Con ellos allí, la atmósfera se volvió densa y tensa. Se desplazaban cerca de la alambrada sin perderme de vista, como recordándome que en un eventual duelo entre los disparos de mi camarita y los de sus metralletas, no quedaría de mí ni la cédula.

Algo resignado, pero nada convencido, me senté sobre una piedra a tratar de rumiar, pero sobre todo entender, cómo una alambrada flaca, floja y desdentada podía simbolizar con tanto poder, de un milímetro al siguiente, mundos tan antagónicos como la tiranía y la democracia.

Al ser humano siempre se le ha hecho un colocho existencial aceptar que, muy por encima de su pequeñez, la belleza natural es soberana e inmaculada y que, como fuente de inspiración y paz que es, dividirla con fusiles o ametralladoras es una aberración.

Por momentos, me provocaba acercármeles a aquellos carajos y decirles:

«Muchachos ¿no les gustaría relajarse un poco, poner abajo esas armas, quitarse de encima todo ese tilichero militar, andar ropa ventilada, sonreír, respirar este paisaje y liberarse?».

No sé cómo se lo hubieran tomado, pero igual, yo seguiría mascullando:

«¿De qué se cuidan tanto? Aquí de mi lado no hay bombas, misiles, ni drones artillados. Aquí lo que tenemos es… vean: un guardia risueño, otro roncando, una gallina curiosa y un perro traspuesto. ¿A qué le temen entonces?».

Me mirarían sin saber si ignorarme o fusilarme, pero yo, irreductible, continuaría mi cháchara:

«Qué maravilloso, muchachos, que en vez de una guardia o ejército con riflones, granadas, lanzacohetes, morteros, pistolas y subametralladoras como el de ustedes, marchara por aquí un ejército de turistas con tablas de surf, kayacs, esquís, snorkel, buceo, vela y sombrillas de playa».

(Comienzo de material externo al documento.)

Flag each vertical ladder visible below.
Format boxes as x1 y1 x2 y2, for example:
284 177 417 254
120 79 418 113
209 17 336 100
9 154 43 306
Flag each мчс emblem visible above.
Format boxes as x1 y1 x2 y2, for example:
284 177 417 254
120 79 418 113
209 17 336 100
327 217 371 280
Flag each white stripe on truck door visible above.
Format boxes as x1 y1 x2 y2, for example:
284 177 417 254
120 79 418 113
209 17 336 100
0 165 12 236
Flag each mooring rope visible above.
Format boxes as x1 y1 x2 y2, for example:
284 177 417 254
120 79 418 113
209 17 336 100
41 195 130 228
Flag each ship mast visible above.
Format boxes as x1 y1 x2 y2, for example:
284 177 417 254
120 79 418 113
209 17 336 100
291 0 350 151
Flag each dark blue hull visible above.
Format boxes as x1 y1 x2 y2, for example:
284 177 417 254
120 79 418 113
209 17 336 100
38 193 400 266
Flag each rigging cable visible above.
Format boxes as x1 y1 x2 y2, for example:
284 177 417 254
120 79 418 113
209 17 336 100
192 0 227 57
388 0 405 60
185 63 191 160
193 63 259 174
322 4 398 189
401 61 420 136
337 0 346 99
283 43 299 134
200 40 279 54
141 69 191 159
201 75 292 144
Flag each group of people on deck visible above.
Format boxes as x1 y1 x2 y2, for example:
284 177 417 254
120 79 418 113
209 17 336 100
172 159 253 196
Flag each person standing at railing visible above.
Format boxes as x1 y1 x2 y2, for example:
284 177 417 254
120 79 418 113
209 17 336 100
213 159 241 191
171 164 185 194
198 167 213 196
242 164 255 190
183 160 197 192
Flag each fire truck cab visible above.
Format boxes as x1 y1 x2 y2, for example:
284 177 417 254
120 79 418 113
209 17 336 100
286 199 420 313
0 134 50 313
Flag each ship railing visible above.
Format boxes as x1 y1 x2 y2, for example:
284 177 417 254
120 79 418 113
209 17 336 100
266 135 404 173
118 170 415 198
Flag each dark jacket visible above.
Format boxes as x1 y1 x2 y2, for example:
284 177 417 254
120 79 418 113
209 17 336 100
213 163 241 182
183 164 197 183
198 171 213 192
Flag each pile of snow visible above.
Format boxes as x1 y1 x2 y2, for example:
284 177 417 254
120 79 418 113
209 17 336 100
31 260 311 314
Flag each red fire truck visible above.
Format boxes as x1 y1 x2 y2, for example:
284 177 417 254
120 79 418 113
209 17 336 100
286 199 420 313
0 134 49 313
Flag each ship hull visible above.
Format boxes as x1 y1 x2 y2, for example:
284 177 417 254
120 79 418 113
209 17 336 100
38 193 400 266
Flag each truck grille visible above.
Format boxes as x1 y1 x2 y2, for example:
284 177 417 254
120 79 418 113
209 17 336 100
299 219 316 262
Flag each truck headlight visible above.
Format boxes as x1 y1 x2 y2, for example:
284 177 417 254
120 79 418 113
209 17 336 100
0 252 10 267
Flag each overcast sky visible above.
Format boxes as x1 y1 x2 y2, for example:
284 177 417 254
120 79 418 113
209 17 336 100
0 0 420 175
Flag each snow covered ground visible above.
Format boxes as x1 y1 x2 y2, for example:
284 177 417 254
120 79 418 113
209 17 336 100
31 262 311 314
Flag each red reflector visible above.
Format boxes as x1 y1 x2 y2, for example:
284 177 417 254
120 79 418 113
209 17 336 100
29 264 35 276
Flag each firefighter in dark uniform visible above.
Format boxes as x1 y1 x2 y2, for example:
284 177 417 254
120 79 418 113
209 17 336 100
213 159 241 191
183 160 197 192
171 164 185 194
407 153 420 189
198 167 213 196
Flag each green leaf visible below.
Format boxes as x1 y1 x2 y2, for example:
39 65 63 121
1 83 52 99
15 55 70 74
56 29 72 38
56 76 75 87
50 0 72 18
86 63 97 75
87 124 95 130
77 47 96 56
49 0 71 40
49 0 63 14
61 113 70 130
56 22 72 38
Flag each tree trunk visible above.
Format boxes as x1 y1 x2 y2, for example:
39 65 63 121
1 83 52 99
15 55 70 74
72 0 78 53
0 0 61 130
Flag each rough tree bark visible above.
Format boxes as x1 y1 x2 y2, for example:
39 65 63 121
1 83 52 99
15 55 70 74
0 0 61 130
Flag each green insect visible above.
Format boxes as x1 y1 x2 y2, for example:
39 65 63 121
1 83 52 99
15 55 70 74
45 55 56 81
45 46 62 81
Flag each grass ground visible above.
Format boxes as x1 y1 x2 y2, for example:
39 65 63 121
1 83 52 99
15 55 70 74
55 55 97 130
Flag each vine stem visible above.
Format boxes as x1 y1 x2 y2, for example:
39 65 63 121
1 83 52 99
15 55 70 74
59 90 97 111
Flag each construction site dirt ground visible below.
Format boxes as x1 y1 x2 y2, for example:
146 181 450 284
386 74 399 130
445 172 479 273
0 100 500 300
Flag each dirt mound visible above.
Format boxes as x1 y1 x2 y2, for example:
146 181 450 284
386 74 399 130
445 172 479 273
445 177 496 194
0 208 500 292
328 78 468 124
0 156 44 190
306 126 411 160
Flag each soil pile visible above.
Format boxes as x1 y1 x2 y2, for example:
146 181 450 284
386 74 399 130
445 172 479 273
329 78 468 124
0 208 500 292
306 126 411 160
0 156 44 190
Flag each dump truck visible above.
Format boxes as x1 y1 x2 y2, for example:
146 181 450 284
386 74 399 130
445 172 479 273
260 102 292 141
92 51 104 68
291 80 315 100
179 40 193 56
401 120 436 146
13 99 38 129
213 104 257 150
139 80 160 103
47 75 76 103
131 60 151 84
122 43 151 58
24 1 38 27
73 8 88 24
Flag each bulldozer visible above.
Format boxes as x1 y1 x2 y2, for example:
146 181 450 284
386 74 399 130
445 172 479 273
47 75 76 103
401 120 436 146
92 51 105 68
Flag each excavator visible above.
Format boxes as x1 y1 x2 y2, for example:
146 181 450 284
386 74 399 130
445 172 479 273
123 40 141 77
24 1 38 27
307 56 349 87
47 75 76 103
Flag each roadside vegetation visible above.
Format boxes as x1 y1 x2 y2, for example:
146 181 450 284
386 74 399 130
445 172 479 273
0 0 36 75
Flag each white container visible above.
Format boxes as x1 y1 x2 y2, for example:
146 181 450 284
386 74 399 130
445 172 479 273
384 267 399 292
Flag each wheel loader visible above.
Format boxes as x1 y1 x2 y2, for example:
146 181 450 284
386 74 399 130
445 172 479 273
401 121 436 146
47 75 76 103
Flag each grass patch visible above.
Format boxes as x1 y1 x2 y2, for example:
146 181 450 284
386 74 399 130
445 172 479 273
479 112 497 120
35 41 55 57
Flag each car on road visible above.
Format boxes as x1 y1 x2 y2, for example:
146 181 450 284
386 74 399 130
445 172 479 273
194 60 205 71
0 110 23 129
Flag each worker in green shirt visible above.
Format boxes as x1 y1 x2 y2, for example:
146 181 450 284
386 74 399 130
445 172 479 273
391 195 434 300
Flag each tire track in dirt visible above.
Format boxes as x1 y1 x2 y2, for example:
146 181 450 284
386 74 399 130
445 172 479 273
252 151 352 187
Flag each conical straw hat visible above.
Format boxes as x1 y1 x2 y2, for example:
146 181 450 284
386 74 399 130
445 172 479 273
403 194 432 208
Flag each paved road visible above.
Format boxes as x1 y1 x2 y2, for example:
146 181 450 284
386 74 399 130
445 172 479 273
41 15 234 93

Siento que, por su infinita belleza, el lugar sería ideal para abrir un corredor turístico entre La Cruz y San Juan del Sur, vía Conventillos, sin tener que someter al visitante, que busca paz, solaz y diversión, a la presencia macabra de las armas y poses matonescas.

La cosa es que estaba yo en esos devaneos, frustrado ante aquella truculencia bélica, cuando sin mucho trámite veo al canelo que se levanta y despereza, camina medio destartalado hacia una esquina de la alambrada, se agacha, entra del lado de Nicaragua, avanza hacia el búnker, se encorva y… se «alivia».

Toda una lección de vida en nombre del mundo animal que va y viene sin fronteras extrañado más bien de las jaulas mentales del reino humanoide.

Luego, tras otear un poco el entorno y hociquear algo entre las hojas, el canelo regresa a nuestro lado, me lanza de soslayo una mirada cómplice y, después de un par de vueltas, se echa bajo una banca de madera a seguir dormitando.

¡Carajo: ese mae resolvió en una pujada lo que yo no pude en toda una hablada!